Briefly, I’m a gamer since childhood and for the last 3,5 years got in developing part of games. I decided to be a game developer on my 3rd year of college as an International Relations student. Looks totally unrelated doesn’t it? I realized that it wasn’t what I wanted to be and made me more unhappy every day. For me answer of the question, what I can do till the end of my life?, was developing games. On a greater scale we can call creative works. In a nutshell I can say working in a creative field makes my heart beat.

Explain the game in one sentence.

Polycolor is a marvellous puzzle game about colors that always changes the basic rules of the game to force you to think differently.

What made you excited about this idea?

I think making a simple idea like same colors not touching to a complex one by adding rules and still keeping it look simple made me excited.

What was your biggest struggle while making this game?

Teaching without explaning. First I thought about using a different design in all 72 levels. Since rules change all the time and new rules require more thinking than the ones before I thought this will make their job even harder. That’s how the game got it’s final state. There are 4 categories and 18 different shapes. It’s easier for users to get used to the new rules if they are already familiar with the design

How long it took you to build it? Do you think you could have finished it earlier, if so why?

If I have thought about making every level with a different design would make game more harder than expected it would take less time.

What did you hope for after you’ve released the game and what actually happened?

I guess every developer hopes for a small party when they release their game even if it doesn’t feel realistic. Deep down in your soul you hope for that unrealistic scenario to become true. Of course this project didn’t happen like that too. I learned that I should start marketing the game before it’s released, way before it’s released. I already knew this in theory but I can say that I learned how important it is in practice. Other than that I’m happy my target audience liked and enjoyed the game. It’s nice to know that I guessed it correctly.

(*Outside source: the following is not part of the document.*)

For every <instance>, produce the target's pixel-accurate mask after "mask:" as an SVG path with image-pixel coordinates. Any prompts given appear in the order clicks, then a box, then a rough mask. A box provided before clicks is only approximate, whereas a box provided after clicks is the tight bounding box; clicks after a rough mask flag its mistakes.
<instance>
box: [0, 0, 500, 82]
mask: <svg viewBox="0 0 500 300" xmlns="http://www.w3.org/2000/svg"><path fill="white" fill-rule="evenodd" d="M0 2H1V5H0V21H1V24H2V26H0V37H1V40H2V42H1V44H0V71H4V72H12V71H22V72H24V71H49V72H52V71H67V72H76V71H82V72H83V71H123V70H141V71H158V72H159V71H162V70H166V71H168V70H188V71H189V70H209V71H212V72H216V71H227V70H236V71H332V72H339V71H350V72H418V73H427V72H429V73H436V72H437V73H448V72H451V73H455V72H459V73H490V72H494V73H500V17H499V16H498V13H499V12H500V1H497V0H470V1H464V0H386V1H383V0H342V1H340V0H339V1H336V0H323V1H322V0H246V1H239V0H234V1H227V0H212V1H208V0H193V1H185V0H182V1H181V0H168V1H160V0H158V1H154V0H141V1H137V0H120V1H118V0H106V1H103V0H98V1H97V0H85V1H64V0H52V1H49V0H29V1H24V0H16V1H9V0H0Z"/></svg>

What lessons you’ve learned for future projects from this game?

Start marketing before the release and take it seriously.

How many other finished projects do you have?

Currently I have 6 games that are still on the stores. 5 worldwide and 1 local. In total I’ve finished 16 projects.

What’s the biggest advice you have for people who want to work in game development?

Be determined, I know many talented people that stops trying after a few unsuccessful attempt. Don’t fall for this mistake.

Lastly, how video games influenced your life? How your life has changed with them?

I’ve met one of my closest friends over a video game. (for curious ones: Runes of Magic, not playing anymore). For some reason, I was thinking that it’s impossible to be close friends by meeting in a game till that age. Probably I was thinking it’s unlikely without meeting in person. I was wrong.

I think we can characterize game business as an eye-opener. I feel that it’s equal to say I’m not reading books and I’m not playing games. They are not aware of what they are missing, it’s not just for fun but even effects how a person thinks. It’s obvious playing games triggers the creative side of the brain. You do not have to be a hardcore gamer. Just make time to play games in your life.

I repeat what I said in the beginning, it’s the reason my heart beats. I adore creative works and people.